L’union africaine envisage la mise sur pied des réseaux nationaux pour la recherche et l’éducation. Ceux-ci se chargeront de faciliter la collaboration coordonnée entre les institutions d’enseignement et de recherche à l’échelle régionale puis continentale par la convergence des curricula et domaines de recherche afin de réaliser l’interconnexion des écosystèmes de la recherche et de l’innovation.
Un Fonds africain pour la science, la technologie et l’innovation (ASTIF) sera constitué comme instrument financier panafricain. Il sera alimenté par un mécanisme national où les Etats doivent allouer au moins 1% de leur PIB à la recherche et l’innovation. Au niveau régional, les communautés économiques régionales (CER) mettront sur pied des fonds régionaux servant à financer les centres d’excellence régionaux, la collaboration transfrontalière en matière de recherche et d’innovation.
Ces fonds permettront d’exécuter les initiatives régionales, de renforcer l’impact des initiatives nationales des États membres des CER et de veiller de manière générale au développement durable. Université Pan Africaine est un réseau continental d’université dont la mission est de fournir un enseignement de troisième cycle dans 4 campus (Cameroun, Nigéria, Kenya, Algéries).
III- Le contexte
Le programme panafricain est le tout premier programme de l’UE en matière de développement et de coopération qui concerne l’Afrique dans son ensemble. Il a été adopté en 2014 pour un budget total de 845 millions d’euros et constitue l’instrument financier spécialisé pour soutenir le partenariat Afrique-UE. La première phase du programme (2014-2017) a contribué à avancer sur la mise en œuvre du système des droits de l’homme de l’UA.

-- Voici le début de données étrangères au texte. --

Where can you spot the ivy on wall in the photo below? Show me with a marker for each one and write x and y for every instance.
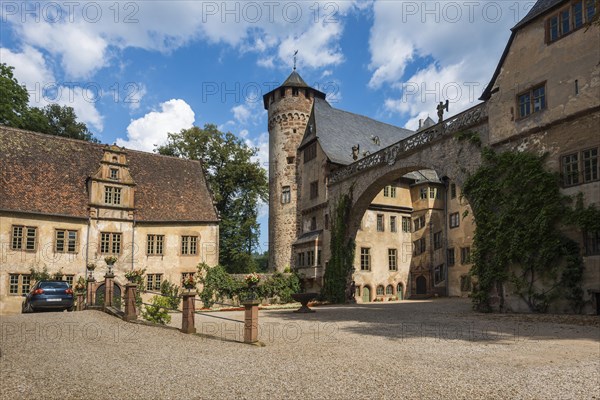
(338, 273)
(520, 215)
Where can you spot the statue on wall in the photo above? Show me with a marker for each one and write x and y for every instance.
(441, 107)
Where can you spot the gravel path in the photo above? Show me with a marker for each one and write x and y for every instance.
(412, 349)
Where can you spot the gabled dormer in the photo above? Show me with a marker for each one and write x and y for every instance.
(112, 188)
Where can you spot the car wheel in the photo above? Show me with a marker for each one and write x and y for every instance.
(27, 308)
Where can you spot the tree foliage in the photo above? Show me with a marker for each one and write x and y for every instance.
(519, 214)
(52, 119)
(338, 274)
(238, 184)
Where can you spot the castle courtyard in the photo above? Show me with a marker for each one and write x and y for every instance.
(428, 349)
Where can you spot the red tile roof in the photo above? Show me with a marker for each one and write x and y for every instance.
(48, 175)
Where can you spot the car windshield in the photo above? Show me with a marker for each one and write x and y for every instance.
(53, 285)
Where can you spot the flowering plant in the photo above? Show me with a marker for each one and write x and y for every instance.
(80, 285)
(110, 259)
(189, 281)
(134, 274)
(253, 278)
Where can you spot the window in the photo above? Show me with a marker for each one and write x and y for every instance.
(465, 255)
(438, 274)
(380, 227)
(189, 245)
(420, 246)
(365, 259)
(155, 245)
(580, 167)
(406, 224)
(112, 195)
(114, 173)
(570, 164)
(65, 241)
(569, 19)
(393, 259)
(590, 165)
(153, 281)
(450, 257)
(419, 222)
(286, 195)
(437, 240)
(110, 243)
(23, 238)
(592, 243)
(532, 101)
(393, 225)
(19, 284)
(314, 189)
(69, 279)
(465, 283)
(454, 220)
(310, 152)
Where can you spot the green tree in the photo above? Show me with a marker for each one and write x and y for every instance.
(13, 98)
(52, 119)
(238, 185)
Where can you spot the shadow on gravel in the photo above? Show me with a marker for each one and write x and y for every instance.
(447, 319)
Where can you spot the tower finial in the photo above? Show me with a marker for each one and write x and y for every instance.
(295, 54)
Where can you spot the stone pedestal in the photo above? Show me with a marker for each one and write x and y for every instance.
(90, 292)
(187, 315)
(251, 321)
(108, 290)
(80, 303)
(130, 309)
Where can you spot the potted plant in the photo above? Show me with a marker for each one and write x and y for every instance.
(189, 282)
(110, 260)
(135, 275)
(252, 279)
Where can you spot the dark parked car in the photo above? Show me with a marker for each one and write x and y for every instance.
(46, 295)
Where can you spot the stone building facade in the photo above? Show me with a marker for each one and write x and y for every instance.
(67, 203)
(544, 97)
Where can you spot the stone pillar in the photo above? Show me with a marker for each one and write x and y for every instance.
(80, 304)
(130, 311)
(108, 290)
(187, 316)
(251, 321)
(90, 292)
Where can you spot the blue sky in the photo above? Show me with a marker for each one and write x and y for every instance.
(134, 71)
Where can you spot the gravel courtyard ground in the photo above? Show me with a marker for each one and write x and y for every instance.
(412, 350)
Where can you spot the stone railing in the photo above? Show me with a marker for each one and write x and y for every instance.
(389, 155)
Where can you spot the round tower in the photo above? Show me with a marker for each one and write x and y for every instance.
(289, 107)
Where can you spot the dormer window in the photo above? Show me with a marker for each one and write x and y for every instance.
(112, 195)
(569, 19)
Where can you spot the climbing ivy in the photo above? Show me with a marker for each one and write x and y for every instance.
(338, 273)
(520, 214)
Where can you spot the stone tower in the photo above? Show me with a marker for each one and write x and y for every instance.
(289, 108)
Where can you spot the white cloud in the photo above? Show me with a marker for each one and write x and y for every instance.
(151, 129)
(455, 47)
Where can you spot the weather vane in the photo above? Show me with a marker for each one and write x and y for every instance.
(295, 54)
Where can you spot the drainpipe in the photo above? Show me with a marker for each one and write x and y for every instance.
(445, 255)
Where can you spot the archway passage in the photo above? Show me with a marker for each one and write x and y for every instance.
(421, 285)
(366, 294)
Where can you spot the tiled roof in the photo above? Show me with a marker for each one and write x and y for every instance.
(337, 131)
(48, 175)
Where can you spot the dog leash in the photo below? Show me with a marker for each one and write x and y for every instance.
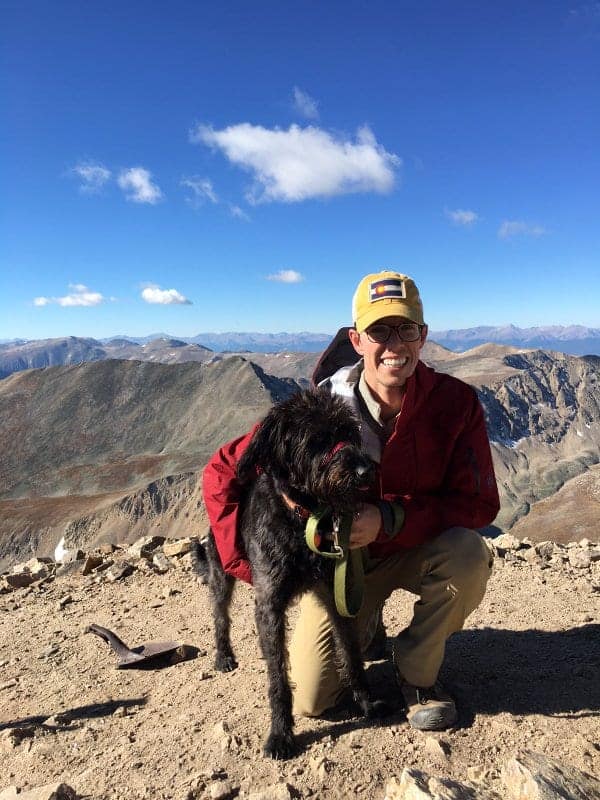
(348, 575)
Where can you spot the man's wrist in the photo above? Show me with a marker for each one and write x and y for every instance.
(392, 517)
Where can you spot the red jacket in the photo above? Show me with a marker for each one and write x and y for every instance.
(437, 463)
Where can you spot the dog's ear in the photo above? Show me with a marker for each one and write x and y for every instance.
(255, 456)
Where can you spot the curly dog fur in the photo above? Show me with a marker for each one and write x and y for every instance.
(293, 452)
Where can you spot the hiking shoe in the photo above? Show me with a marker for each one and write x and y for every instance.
(428, 709)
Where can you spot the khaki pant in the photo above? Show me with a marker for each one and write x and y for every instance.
(449, 574)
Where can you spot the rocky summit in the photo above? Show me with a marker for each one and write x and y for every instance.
(524, 672)
(110, 450)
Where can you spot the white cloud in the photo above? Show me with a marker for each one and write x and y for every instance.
(305, 105)
(137, 184)
(93, 177)
(79, 295)
(462, 216)
(511, 228)
(165, 297)
(286, 276)
(303, 163)
(238, 212)
(202, 189)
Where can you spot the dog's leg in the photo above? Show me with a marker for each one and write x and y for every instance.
(350, 661)
(221, 588)
(270, 624)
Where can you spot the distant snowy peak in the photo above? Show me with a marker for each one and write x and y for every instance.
(576, 340)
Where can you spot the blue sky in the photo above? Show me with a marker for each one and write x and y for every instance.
(194, 166)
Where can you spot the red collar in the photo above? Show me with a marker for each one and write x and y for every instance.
(301, 512)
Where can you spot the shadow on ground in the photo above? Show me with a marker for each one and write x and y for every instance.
(82, 712)
(553, 673)
(490, 671)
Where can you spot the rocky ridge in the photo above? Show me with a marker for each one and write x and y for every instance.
(86, 448)
(524, 672)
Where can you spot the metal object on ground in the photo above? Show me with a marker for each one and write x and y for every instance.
(132, 657)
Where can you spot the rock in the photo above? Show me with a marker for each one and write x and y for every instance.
(437, 749)
(279, 791)
(530, 555)
(118, 571)
(417, 785)
(580, 559)
(532, 775)
(545, 550)
(177, 547)
(161, 563)
(320, 766)
(71, 555)
(70, 568)
(50, 650)
(50, 791)
(145, 547)
(12, 737)
(18, 580)
(219, 790)
(90, 563)
(38, 568)
(506, 541)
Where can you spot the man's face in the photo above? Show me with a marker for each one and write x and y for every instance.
(388, 365)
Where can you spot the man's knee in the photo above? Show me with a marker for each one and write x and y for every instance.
(466, 556)
(309, 701)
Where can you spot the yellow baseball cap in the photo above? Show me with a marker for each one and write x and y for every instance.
(386, 294)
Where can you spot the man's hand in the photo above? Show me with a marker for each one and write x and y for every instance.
(365, 525)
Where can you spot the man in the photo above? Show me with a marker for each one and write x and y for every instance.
(426, 432)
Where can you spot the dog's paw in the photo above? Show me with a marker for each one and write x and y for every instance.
(280, 746)
(225, 663)
(376, 709)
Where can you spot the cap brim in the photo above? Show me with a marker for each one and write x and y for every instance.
(388, 308)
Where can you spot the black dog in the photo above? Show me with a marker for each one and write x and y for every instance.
(307, 451)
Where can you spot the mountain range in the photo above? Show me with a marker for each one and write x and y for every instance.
(21, 354)
(112, 449)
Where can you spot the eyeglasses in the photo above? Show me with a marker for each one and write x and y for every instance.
(406, 332)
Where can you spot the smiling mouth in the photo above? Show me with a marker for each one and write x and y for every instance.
(394, 362)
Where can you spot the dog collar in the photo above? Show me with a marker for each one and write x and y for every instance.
(336, 448)
(348, 574)
(300, 511)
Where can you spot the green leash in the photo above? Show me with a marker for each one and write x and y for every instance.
(348, 576)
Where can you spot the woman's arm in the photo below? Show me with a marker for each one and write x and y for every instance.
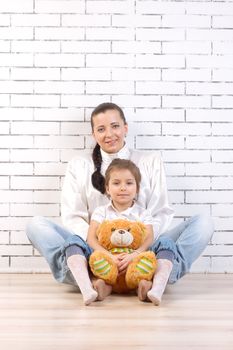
(92, 238)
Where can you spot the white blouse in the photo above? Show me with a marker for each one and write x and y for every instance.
(79, 198)
(134, 213)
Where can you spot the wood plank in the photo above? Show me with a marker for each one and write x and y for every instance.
(36, 313)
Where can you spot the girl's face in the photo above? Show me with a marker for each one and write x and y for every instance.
(109, 131)
(122, 187)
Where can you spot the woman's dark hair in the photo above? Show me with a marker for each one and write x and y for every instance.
(98, 180)
(122, 164)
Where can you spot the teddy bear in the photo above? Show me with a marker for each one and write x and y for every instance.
(122, 236)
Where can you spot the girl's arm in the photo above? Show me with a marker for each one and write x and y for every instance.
(92, 238)
(127, 258)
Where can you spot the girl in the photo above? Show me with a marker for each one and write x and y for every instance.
(83, 190)
(122, 182)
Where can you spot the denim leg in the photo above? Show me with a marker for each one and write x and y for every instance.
(51, 241)
(164, 248)
(191, 238)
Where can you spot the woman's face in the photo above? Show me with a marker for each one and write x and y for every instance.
(109, 131)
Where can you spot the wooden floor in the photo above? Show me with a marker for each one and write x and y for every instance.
(36, 313)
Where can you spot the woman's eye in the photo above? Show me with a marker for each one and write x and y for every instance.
(115, 126)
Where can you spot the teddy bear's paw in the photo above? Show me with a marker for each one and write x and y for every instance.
(103, 267)
(142, 268)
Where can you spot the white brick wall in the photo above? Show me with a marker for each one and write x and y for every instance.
(169, 64)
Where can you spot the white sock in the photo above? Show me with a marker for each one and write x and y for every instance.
(78, 266)
(161, 276)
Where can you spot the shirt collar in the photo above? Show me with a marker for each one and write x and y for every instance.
(107, 158)
(124, 212)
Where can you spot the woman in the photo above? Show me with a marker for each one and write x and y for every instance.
(83, 191)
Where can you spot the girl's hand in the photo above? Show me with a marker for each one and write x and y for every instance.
(124, 261)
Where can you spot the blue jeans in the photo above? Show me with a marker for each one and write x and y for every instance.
(187, 241)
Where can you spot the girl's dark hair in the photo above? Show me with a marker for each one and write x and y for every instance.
(97, 179)
(122, 164)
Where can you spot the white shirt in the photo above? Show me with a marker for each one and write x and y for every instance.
(134, 213)
(79, 197)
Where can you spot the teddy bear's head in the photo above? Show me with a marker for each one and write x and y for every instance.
(121, 233)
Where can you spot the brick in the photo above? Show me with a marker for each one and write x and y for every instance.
(16, 196)
(186, 129)
(59, 33)
(35, 73)
(186, 156)
(60, 6)
(19, 237)
(4, 155)
(109, 60)
(43, 196)
(186, 47)
(32, 100)
(162, 88)
(35, 183)
(35, 128)
(16, 169)
(209, 115)
(14, 6)
(222, 22)
(35, 46)
(137, 74)
(186, 21)
(170, 142)
(211, 169)
(76, 20)
(19, 33)
(50, 169)
(222, 156)
(86, 47)
(110, 33)
(4, 210)
(161, 7)
(224, 182)
(59, 142)
(85, 74)
(223, 210)
(98, 6)
(59, 60)
(188, 183)
(35, 155)
(160, 34)
(146, 114)
(186, 101)
(35, 20)
(34, 209)
(211, 197)
(59, 114)
(76, 128)
(136, 20)
(59, 87)
(136, 47)
(16, 141)
(12, 87)
(4, 73)
(4, 128)
(110, 87)
(162, 61)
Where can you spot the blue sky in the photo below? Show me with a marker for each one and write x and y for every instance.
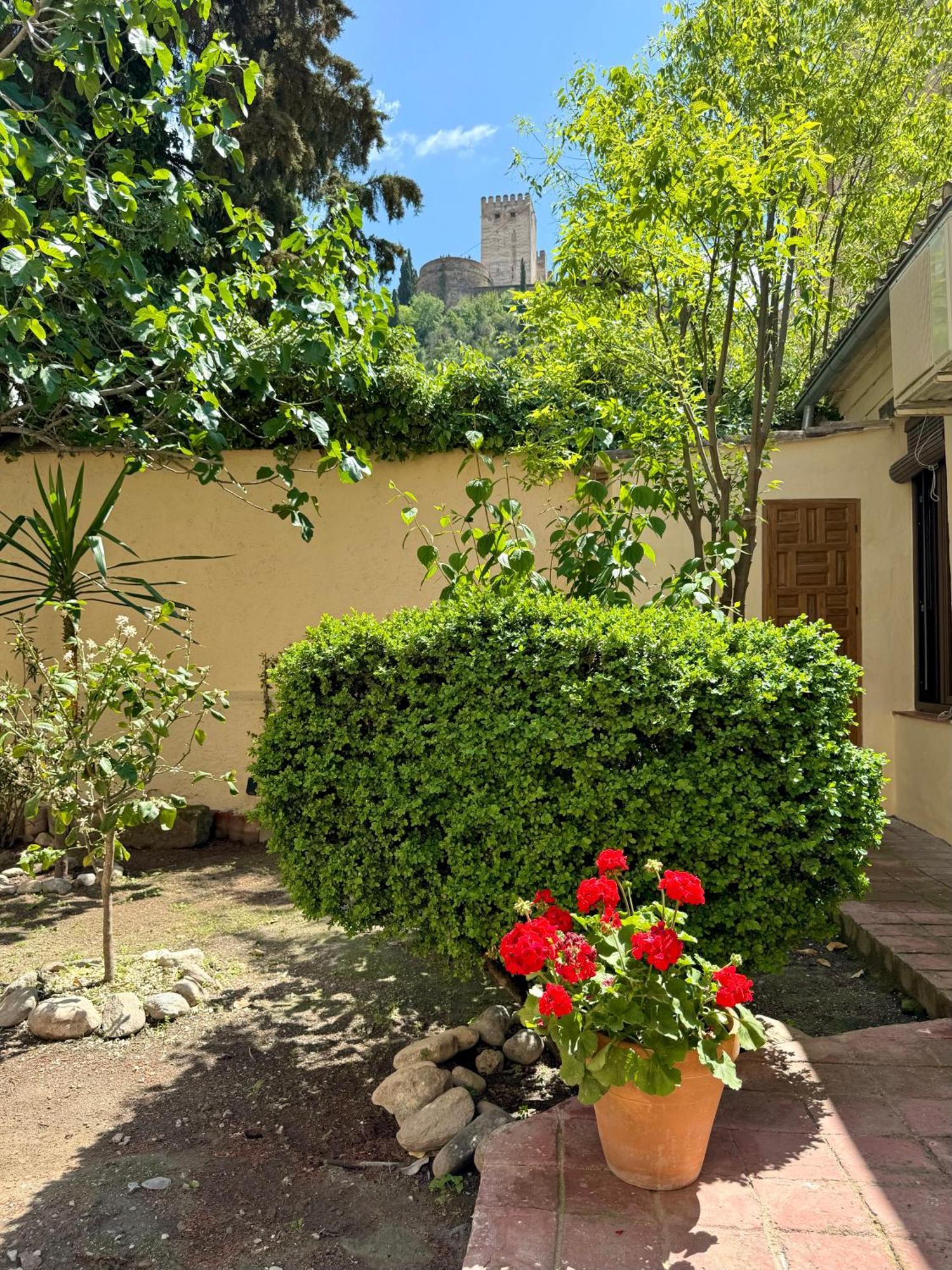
(458, 74)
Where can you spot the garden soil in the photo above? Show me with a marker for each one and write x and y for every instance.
(257, 1107)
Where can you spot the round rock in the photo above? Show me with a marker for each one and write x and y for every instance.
(176, 959)
(17, 1004)
(488, 1144)
(56, 887)
(190, 990)
(463, 1146)
(164, 1006)
(493, 1026)
(491, 1062)
(196, 973)
(525, 1047)
(436, 1048)
(468, 1080)
(409, 1089)
(64, 1019)
(122, 1017)
(433, 1126)
(466, 1038)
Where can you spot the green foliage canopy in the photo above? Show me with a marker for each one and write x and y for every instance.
(724, 203)
(425, 772)
(103, 347)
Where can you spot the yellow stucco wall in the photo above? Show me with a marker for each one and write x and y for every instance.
(274, 586)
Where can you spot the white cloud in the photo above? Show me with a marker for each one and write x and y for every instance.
(461, 140)
(381, 104)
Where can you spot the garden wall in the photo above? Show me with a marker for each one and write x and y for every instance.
(274, 586)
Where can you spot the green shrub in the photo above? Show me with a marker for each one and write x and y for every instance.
(423, 773)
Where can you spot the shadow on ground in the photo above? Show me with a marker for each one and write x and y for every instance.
(257, 1109)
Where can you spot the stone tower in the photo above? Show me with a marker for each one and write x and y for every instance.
(508, 237)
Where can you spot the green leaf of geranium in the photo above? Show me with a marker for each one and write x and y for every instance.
(717, 1061)
(654, 1076)
(750, 1029)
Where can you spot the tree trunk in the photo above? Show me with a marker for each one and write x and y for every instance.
(107, 885)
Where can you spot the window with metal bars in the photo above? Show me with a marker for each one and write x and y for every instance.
(934, 591)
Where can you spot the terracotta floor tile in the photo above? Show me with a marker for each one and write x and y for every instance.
(597, 1192)
(788, 1155)
(526, 1142)
(729, 1205)
(843, 1114)
(814, 1206)
(724, 1250)
(723, 1159)
(512, 1240)
(929, 1116)
(752, 1109)
(515, 1186)
(912, 1212)
(609, 1244)
(807, 1250)
(923, 1254)
(876, 1159)
(582, 1147)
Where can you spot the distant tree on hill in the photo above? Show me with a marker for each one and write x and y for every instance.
(407, 288)
(484, 322)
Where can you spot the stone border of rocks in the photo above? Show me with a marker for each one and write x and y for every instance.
(441, 1111)
(18, 882)
(70, 1017)
(196, 826)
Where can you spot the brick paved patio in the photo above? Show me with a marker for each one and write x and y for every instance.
(837, 1155)
(906, 921)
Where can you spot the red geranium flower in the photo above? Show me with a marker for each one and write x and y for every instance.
(560, 918)
(555, 1001)
(659, 947)
(612, 862)
(682, 887)
(598, 891)
(734, 987)
(527, 948)
(576, 959)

À l’occasion de cette neuvième rencontre, le président de la Commission européenne, Jean-Claude Juncker, a déclaré: «nous nous sommes réunis aujourd’hui afin de passer des paroles aux actes, afin de traduire nos engagements en mesures concrètes. Nous avons lancé des programmes pour un montant de 400 millions d’euros pour soutenir, entre autres, la jeunesse africaine — cette priorité est d’autant plus importante sachant que 60 % de la population africaine a moins de 25 ans. L’avenir du monde dépend de la bonne coopération entre l’Europe et l’Afrique».
Le président de la commission de l’UA, Moussa Faki Mahamat, a ajouté: «le multilatéralisme est la seule réponse aux défis mondiaux d’aujourd’hui dans un monde de plus en plus polarisé. Le partenariat UA-UE est fondé sur des valeurs communes et des responsabilités partagées; il offre une plate-forme unique pour faire face aux défis communs liés à la paix, à la sécurité et au développement durable sur nos deux continents».